EEL6892 Spring 11 HW 4: Scheduling Inside Xen
From Grid-Appliance Wiki
Contents |
Introduction
The objective of this assignment is to introduce you to Xen's source code, running multiple VMs, and use the Grid Appliance for scheduling of long running jobs. Much like the previous project, the overall time required for this assignment will take much longer than the time you spend focused on it. So please do not procrastinate. By the end of the assignment you should be comfortable with the following:
- Understanding where in Xen's code domain changes occur
- Modifying Xen code and compiling it
- Submitting Simics jobs using the Grid Appliance / Condor
The questions following the assignment will verify that you have ascertained this knowledge.
I want to emphasize that because this is an upper level graduate course, you are expected to be independent and creative. The directions given over time will be less and less verbose. Your submissions are to be thoughtful and concise. Furthermore, you should READ the entire assignment first before beginning. It will expedite your process.
Reading
There is nothing new. You have been pointed to all the appropriate documentation for the remainder of the course. At this point, you should be familiar with Google and [Main Grid Appliance Wiki] as well as be a member of the Google Group for the Class.
Part 1 - Modifying Xen
In the previous assignment, you were asked to consider components and HAPs that could be used to better understand the relationship between CR3 changes and mode changes. We will now modify Xen to issue a magic instruction during scheduling of domains. We will issue a magic instruction prior to scheduler changing into a new domain.
- This should probably be done in a chroot environment
- Begin by navigating to the Xen source code inside of ubuntu-xen.img (/root/xen-4.0-testing.hg)

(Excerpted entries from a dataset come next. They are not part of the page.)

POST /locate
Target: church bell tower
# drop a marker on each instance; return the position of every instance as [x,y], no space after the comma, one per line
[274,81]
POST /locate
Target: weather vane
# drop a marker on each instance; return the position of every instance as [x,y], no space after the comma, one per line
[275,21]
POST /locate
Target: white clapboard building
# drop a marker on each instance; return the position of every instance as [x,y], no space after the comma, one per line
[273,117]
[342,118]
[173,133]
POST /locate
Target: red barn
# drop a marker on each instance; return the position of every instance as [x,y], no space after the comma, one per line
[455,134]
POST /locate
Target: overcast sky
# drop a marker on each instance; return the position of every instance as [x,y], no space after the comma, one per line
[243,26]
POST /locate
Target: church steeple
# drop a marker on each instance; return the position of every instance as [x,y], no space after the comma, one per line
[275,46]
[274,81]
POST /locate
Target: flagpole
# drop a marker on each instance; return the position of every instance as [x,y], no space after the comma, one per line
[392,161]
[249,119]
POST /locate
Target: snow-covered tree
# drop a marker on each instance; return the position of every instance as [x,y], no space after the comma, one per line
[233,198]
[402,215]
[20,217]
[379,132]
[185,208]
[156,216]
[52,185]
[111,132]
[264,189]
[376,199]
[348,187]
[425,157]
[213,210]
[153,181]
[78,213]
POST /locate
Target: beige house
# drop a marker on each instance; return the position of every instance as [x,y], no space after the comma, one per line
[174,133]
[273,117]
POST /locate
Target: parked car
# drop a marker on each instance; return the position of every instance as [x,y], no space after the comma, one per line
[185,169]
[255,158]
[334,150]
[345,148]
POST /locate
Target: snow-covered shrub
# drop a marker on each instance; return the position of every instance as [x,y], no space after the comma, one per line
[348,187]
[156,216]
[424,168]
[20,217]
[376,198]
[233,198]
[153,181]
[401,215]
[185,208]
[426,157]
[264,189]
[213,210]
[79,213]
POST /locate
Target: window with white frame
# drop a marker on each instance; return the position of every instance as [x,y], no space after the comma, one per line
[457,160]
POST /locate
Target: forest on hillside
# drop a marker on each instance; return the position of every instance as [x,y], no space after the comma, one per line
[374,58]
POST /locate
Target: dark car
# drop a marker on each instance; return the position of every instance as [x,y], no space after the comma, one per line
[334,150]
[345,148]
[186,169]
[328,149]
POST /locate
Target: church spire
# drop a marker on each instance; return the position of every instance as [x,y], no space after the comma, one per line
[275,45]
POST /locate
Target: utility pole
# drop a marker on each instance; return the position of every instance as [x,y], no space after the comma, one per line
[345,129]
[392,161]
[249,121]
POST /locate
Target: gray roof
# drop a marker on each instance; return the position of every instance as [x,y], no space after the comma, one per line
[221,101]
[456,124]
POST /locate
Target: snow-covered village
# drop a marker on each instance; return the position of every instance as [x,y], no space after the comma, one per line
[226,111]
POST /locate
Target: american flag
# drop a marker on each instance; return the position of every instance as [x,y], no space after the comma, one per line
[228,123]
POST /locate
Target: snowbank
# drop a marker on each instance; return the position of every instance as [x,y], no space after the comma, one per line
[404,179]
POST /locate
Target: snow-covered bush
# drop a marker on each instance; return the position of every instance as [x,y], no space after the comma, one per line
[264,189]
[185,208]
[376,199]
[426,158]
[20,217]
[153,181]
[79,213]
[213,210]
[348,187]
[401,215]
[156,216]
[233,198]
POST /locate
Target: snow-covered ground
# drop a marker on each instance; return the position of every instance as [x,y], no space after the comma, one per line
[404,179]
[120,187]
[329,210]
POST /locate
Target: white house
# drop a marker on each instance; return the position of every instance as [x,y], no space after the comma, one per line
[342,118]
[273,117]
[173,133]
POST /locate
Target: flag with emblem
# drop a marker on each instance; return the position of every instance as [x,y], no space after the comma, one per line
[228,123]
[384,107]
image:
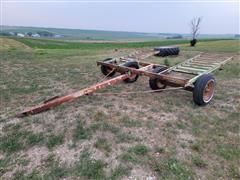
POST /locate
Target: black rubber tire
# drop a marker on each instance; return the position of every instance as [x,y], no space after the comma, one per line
[199,87]
[131,64]
[167,50]
[106,70]
[154,82]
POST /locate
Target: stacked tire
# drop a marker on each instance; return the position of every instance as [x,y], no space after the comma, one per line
[167,51]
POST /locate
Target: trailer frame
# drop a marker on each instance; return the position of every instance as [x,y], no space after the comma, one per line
[197,66]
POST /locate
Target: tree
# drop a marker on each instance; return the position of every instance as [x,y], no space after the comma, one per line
[195,27]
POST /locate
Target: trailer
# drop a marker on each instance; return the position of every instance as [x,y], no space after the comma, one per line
[192,75]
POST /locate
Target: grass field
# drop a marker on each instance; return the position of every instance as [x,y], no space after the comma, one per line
[161,135]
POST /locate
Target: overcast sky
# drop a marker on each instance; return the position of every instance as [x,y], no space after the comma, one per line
[218,17]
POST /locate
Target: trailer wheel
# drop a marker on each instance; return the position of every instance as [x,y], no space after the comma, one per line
[156,83]
[204,89]
[133,77]
[107,70]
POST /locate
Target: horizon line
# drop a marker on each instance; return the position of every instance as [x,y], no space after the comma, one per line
[117,30]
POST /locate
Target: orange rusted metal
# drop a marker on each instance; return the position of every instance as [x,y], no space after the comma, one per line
[55,101]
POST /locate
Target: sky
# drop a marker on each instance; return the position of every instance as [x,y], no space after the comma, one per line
[219,17]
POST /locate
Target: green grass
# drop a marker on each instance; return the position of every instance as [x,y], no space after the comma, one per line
[164,133]
[119,172]
[198,161]
[103,145]
[58,44]
[172,168]
[81,132]
[89,168]
[54,140]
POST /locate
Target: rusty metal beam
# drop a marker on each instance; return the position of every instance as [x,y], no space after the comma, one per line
[166,77]
[55,101]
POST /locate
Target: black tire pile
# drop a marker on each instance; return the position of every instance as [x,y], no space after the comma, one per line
[167,51]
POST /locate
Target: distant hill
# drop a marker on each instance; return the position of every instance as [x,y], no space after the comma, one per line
[91,35]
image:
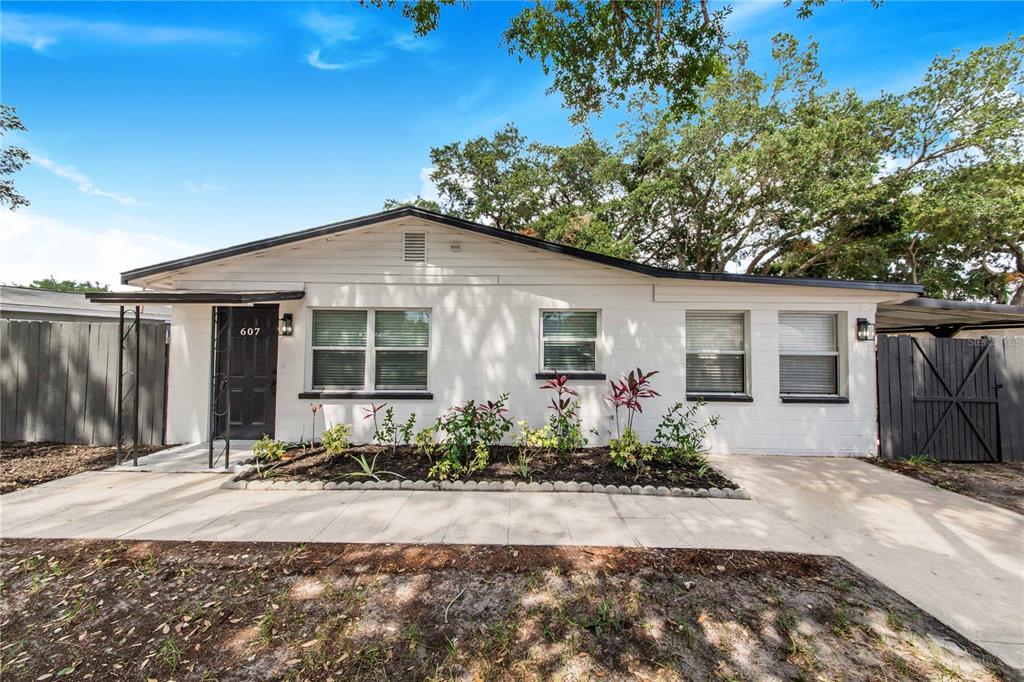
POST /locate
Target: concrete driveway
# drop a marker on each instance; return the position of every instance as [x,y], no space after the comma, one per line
[958,559]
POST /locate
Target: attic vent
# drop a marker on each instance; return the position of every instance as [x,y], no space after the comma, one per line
[415,248]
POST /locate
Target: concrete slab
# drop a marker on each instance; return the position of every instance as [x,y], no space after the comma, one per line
[195,458]
[960,559]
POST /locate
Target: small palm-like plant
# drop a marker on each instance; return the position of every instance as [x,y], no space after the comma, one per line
[628,393]
[369,469]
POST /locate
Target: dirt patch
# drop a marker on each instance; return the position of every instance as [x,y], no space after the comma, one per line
[593,465]
[25,464]
[101,609]
[999,483]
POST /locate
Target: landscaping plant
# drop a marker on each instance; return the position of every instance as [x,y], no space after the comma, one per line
[267,452]
[564,419]
[527,442]
[369,469]
[335,439]
[680,435]
[465,434]
[372,414]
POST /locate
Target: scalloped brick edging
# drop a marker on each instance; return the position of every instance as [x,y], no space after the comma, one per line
[487,485]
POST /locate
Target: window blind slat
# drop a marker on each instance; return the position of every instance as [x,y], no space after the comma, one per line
[808,374]
[401,329]
[401,369]
[714,331]
[341,369]
[570,355]
[339,328]
[814,332]
[715,374]
[570,325]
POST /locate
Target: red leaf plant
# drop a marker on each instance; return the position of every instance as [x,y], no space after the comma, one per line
[628,393]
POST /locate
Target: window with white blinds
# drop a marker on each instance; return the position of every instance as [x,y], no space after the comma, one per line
[392,356]
[569,340]
[808,346]
[716,352]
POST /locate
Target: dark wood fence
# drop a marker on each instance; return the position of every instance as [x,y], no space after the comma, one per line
[951,399]
[57,382]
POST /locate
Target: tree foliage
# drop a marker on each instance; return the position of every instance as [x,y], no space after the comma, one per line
[12,159]
[602,54]
[777,173]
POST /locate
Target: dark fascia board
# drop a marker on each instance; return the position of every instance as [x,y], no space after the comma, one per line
[966,306]
[459,223]
[195,297]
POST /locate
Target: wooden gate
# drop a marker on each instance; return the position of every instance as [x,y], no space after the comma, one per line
[951,399]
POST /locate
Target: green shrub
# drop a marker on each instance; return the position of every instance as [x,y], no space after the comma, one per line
[335,439]
[680,435]
[267,450]
[629,452]
[527,442]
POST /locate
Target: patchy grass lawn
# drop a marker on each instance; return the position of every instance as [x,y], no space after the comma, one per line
[593,465]
[1000,483]
[24,464]
[98,609]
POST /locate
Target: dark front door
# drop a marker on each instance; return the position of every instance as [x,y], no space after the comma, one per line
[247,358]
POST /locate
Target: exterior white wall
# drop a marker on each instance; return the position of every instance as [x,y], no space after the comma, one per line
[485,301]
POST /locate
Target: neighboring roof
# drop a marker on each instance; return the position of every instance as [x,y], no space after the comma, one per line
[928,314]
[55,304]
[196,296]
[459,223]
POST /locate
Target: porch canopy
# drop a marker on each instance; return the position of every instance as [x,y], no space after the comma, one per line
[207,297]
[943,318]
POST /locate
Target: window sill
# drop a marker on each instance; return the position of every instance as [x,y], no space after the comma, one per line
[343,395]
[598,376]
[720,397]
[834,399]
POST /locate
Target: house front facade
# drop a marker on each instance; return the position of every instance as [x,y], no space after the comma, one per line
[425,311]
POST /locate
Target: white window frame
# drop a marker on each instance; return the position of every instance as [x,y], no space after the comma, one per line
[596,339]
[744,351]
[839,317]
[370,366]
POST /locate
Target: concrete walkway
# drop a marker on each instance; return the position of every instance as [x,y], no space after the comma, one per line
[960,559]
[194,458]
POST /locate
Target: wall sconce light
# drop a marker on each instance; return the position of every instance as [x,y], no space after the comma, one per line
[285,327]
[865,329]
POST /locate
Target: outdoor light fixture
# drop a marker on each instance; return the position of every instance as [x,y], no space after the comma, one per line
[865,329]
[285,325]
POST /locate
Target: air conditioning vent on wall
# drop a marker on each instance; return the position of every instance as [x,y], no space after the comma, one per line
[415,248]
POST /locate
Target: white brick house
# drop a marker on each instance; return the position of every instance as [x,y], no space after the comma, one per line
[424,311]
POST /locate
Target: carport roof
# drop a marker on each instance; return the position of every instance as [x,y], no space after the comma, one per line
[944,317]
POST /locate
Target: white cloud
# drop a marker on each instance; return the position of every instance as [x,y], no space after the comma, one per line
[39,32]
[36,247]
[82,181]
[330,29]
[202,187]
[313,59]
[354,43]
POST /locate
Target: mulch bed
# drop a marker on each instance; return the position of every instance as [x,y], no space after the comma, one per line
[120,610]
[24,464]
[999,483]
[592,465]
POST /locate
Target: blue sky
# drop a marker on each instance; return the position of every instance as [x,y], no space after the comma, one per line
[160,129]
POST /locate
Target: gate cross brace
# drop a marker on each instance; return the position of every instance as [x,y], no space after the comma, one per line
[956,399]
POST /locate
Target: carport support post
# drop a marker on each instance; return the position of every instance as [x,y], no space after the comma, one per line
[138,374]
[120,379]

- Open the file xen/common/schedule.c
- Search for the "schedule(void)" method
- Before that function add this function
- Before context_switch in schedule call that function passing prev and next of context_switch as input parameters
- You've just added a magic instruction with some parameters
- Compile Xen, from /root/xen-4.0-testing.hg, execute:
- make XEN_TARGET_ARCH=x86_32 xen
- make XEN_TARGET_ARCH=x86_32 install-xen
- If you see any errors, you should debug them before going further
- You can verify that you successfully installed the magic instruction, by:
- Start simics
- Once Xen is booted, go to the Simics console
- Type: "magic-break-enable" and then "c"

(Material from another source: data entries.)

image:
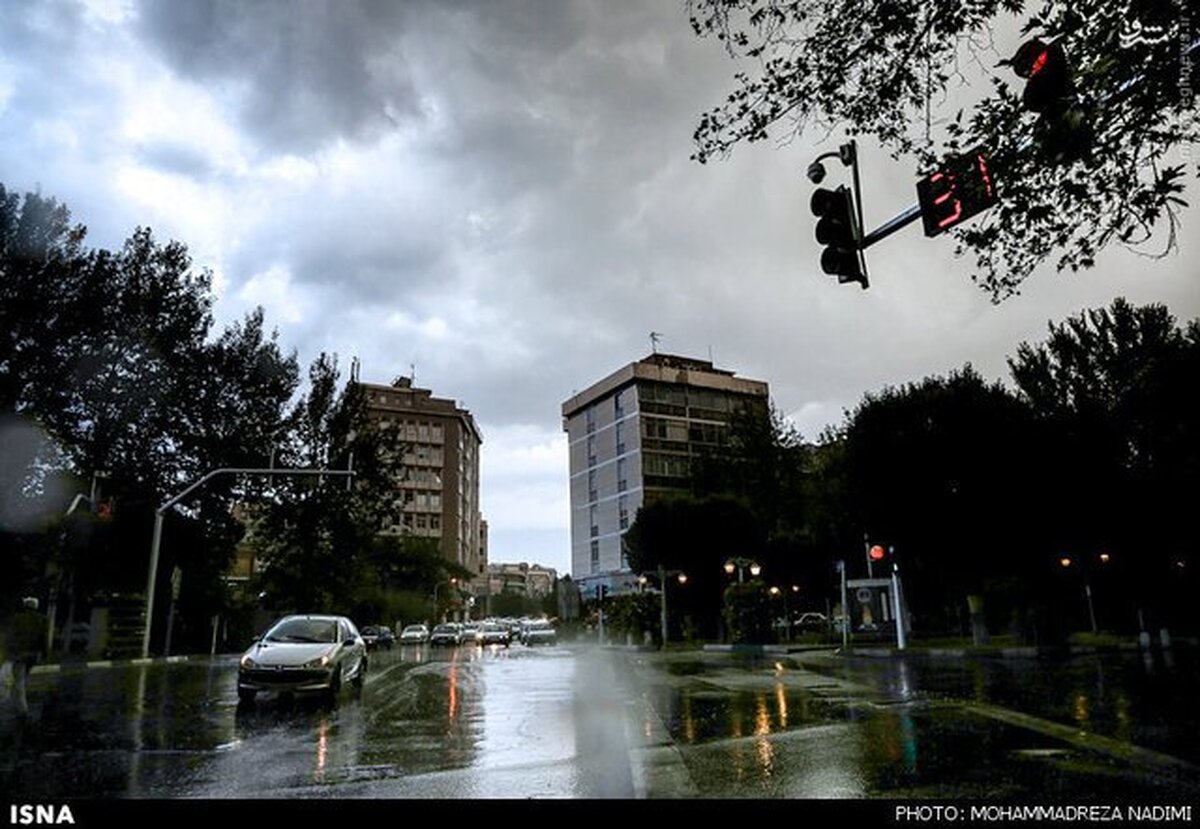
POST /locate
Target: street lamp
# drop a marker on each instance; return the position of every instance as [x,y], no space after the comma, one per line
[453,581]
[742,565]
[664,574]
[1066,563]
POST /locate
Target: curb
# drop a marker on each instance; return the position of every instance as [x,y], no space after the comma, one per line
[1027,652]
[66,667]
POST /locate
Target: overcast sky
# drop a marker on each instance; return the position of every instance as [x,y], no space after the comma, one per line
[499,193]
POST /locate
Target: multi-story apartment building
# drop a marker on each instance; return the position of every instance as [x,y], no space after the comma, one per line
[438,496]
[631,437]
[527,580]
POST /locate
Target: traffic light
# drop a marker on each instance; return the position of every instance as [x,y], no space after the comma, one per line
[961,187]
[839,232]
[1063,128]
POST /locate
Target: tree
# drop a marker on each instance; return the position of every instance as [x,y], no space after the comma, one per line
[763,462]
[109,358]
[889,70]
[695,535]
[319,539]
[942,470]
[1113,392]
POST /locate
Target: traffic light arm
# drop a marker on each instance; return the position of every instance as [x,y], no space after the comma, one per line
[907,217]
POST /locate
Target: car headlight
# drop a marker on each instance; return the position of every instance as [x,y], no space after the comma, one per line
[319,662]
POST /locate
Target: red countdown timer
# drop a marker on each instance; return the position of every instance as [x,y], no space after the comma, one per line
[961,188]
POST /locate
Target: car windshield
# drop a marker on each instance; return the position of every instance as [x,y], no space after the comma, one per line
[304,630]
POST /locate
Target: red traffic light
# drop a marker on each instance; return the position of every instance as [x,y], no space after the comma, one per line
[955,192]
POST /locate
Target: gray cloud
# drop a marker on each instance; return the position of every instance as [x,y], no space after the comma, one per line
[305,73]
[501,192]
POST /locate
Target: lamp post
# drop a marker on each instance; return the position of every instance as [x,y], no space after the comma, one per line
[438,584]
[1066,563]
[664,574]
[777,592]
[742,565]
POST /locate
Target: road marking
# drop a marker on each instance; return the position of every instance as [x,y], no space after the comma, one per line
[1087,740]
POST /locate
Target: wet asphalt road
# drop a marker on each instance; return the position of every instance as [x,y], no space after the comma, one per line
[579,722]
[495,722]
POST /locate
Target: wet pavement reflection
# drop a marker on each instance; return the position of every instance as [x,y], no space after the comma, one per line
[923,731]
[178,731]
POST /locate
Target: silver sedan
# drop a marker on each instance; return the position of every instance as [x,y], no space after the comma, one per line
[304,653]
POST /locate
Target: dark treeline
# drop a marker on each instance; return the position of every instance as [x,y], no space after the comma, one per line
[114,380]
[978,488]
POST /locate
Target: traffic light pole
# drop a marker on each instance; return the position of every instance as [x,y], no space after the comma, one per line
[160,514]
[891,226]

- It should break very short thereafter, printing that a magic breakpoint occurred
- Read about magic-break
- You are now ready to proceed
Part 2 - Duplicating a VM
- We will need two domUs, so let's duplicate them
- Before proceeding, add SPEC CPU GCC to the domU
- Copy the domU files (ubuntu.*) to (ubuntu0.*)
- Edit ubuntu0.cfg
- Change the "name" to "ubuntu0"
- Change the disk to point to ubuntu0.img
Part 3 - Creating a Checkpoints with Two DomUs
- Start Simics
- Start both domUs
- Prepare the benchmark in one domU
- Enter the domU
- Start the benchmark
- Leave the domU
- Pause the domU
- Repeat for the other domU
- From the Simics console:
- Resume (unpause) the domUs (i.e., "action1; action2\n")

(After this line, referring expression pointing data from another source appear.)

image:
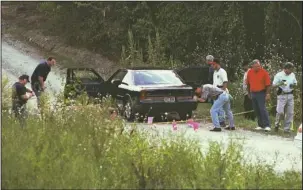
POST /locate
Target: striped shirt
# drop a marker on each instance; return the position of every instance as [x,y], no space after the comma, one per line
[208,91]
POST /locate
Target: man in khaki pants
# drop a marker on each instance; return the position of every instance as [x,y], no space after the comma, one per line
[285,81]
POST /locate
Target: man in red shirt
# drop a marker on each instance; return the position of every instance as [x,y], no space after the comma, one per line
[258,87]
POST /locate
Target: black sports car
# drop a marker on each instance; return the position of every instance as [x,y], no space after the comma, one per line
[139,91]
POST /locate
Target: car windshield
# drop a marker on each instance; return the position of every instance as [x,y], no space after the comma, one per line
[154,77]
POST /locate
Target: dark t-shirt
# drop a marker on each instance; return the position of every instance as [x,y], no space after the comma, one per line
[18,91]
[41,70]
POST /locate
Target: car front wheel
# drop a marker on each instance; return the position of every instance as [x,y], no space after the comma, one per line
[128,110]
[185,115]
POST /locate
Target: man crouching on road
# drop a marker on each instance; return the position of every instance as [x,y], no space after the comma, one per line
[258,87]
[19,99]
[39,76]
[221,101]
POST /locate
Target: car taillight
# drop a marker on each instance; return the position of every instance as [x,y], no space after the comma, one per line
[142,95]
[184,98]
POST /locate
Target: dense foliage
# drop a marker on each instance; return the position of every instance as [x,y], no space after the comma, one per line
[188,31]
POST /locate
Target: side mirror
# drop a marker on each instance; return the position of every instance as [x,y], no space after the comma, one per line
[116,82]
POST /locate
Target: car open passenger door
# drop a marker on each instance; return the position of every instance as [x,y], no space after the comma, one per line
[84,80]
[194,76]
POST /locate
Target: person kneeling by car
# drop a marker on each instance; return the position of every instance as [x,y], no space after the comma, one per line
[19,99]
[221,101]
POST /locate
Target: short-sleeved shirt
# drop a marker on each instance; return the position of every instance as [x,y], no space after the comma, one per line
[18,91]
[209,91]
[289,79]
[244,83]
[41,70]
[219,77]
[258,80]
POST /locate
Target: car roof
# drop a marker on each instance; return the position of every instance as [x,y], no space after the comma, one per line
[148,68]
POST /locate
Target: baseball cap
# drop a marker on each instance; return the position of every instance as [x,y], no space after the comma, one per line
[22,77]
[209,58]
[288,65]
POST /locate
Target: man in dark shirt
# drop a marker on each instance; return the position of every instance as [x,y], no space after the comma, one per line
[19,98]
[39,76]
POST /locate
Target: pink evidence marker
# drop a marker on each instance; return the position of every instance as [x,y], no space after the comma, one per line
[193,124]
[150,120]
[174,125]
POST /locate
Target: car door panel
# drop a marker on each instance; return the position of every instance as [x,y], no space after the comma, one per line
[194,76]
[86,80]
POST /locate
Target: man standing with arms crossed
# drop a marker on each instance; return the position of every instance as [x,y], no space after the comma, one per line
[258,86]
[285,81]
[19,99]
[247,101]
[220,80]
[39,76]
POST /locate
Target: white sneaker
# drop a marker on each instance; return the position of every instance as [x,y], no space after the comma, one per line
[258,128]
[267,129]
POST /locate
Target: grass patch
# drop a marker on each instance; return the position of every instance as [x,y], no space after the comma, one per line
[203,111]
[79,149]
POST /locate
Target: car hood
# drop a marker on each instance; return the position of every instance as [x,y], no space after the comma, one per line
[162,87]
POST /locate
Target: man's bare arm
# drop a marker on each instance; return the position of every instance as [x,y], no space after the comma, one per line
[41,81]
[28,90]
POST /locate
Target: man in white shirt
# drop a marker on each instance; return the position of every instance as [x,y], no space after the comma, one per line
[222,101]
[220,80]
[285,81]
[247,101]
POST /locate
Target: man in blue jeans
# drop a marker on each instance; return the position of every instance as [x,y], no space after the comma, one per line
[39,76]
[258,87]
[221,101]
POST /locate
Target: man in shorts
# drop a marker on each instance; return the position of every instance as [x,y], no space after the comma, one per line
[39,76]
[19,99]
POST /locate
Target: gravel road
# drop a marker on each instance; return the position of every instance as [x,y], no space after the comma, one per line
[18,58]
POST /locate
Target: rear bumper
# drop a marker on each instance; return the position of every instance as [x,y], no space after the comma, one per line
[158,108]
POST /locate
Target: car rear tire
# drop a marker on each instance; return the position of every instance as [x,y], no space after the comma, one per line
[185,115]
[128,110]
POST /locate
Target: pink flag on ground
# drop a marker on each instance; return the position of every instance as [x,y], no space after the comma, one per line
[194,125]
[113,115]
[150,120]
[174,125]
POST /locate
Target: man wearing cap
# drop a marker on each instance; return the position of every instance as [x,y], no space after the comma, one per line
[39,76]
[285,81]
[247,101]
[19,99]
[220,80]
[258,87]
[222,102]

- Run for 2,000,000,000 cycles
This will not create perfectly synced executions, but it will be close enough. Ensure you do not take too much time leaving a domU and pausing it, otherwise your evaluations will obviously be invalid.
Part 4 - Submitting Simics via Condor
Unlike previous semesters that used a common image, this semester, you developed your own images and check points. As a result, if you want to submit many simulations to run on the grid that you are connecting to via Grid Appliance, you will need to send all the images to the remote machines. If you are not connected to a VERY high speed connection, such as the university's network, this process will take far too long. This task is left as optional and may be useful for your final project. If you are interested please follow these directions. With the following tweaks:
To run your own simulations on Condor, you will need to make the following tweaks:
- Your nfs share is /mnt/ganfs/$(hostname)
- You can store files into there from /mnt/local or directly into /mnt/ganfs/$(hostname)
- You should modify simics_wrapper.sh to point to your Simics checkpoint
- Determine whether or not you need stall
Part 5 - Questions
- What is the magic instruction for x86? What if anything does this instruction do to the CPU that executed it?
- In the example magic instruction, what is stored at the eax, ebx, and ecx register? If we wanted to use the magic instruction to investigate other components in Xen, which of these would we set to distinguish it from another magic instruction?
- What happens if you put the magic_instruction after context_switch in scedule(void)?
- Going back to the previous homework, what is the relationship of CPU mode changes and domain scheduling? For this assignment, create 3 check points, dom0, single domU, two domU and compare the results. Do this for both GCC and DBENCH.
- Plot the time spent in the various domains using the GCC and DBENCH 2 domU checkpoints. Explain the differences.
- During your experiments, do you find any domains that you did not explicitly create? If so, what is their ID and role.
- How many instructions do we need to execute to get reliable data (i.e., steady state) from the previously check pointed state? Use at least 10 points (for example points in the range 1,000 to 10,000,000,000,000). A plot consisting of 3 different data points is expected (domain schedules, CR3, and mode changes) is expected. (Hint: use Condor). Use only the 2 domU check point.
- Include a commented version of your Simic's Hap code used to profile Domain changes / scheduling. Please do not include components that I have already provided for you.
- For the final project, you will analyze some component of Xen using the components we have setup thus far. You could consider looking at scheduling, virtualization performance overheads, or understanding virtualization better by profiling, to name a few. Please write the challenge you want to address, how you will address it, and what you expect the results to be. References are required. This is a project proposal and should be approximately 1/2 to 1 page long.
Code
inline void magic_domain_switch(struct vcpu *prev, struct vcpu *next) { __asm__ __volatile__ ( "movl $0, %%eax;" "xchg %%bx, %%bx" : "+b" (prev->domain->domain_id), "+c" (next->domain->domain_id) : : "%eax" ); }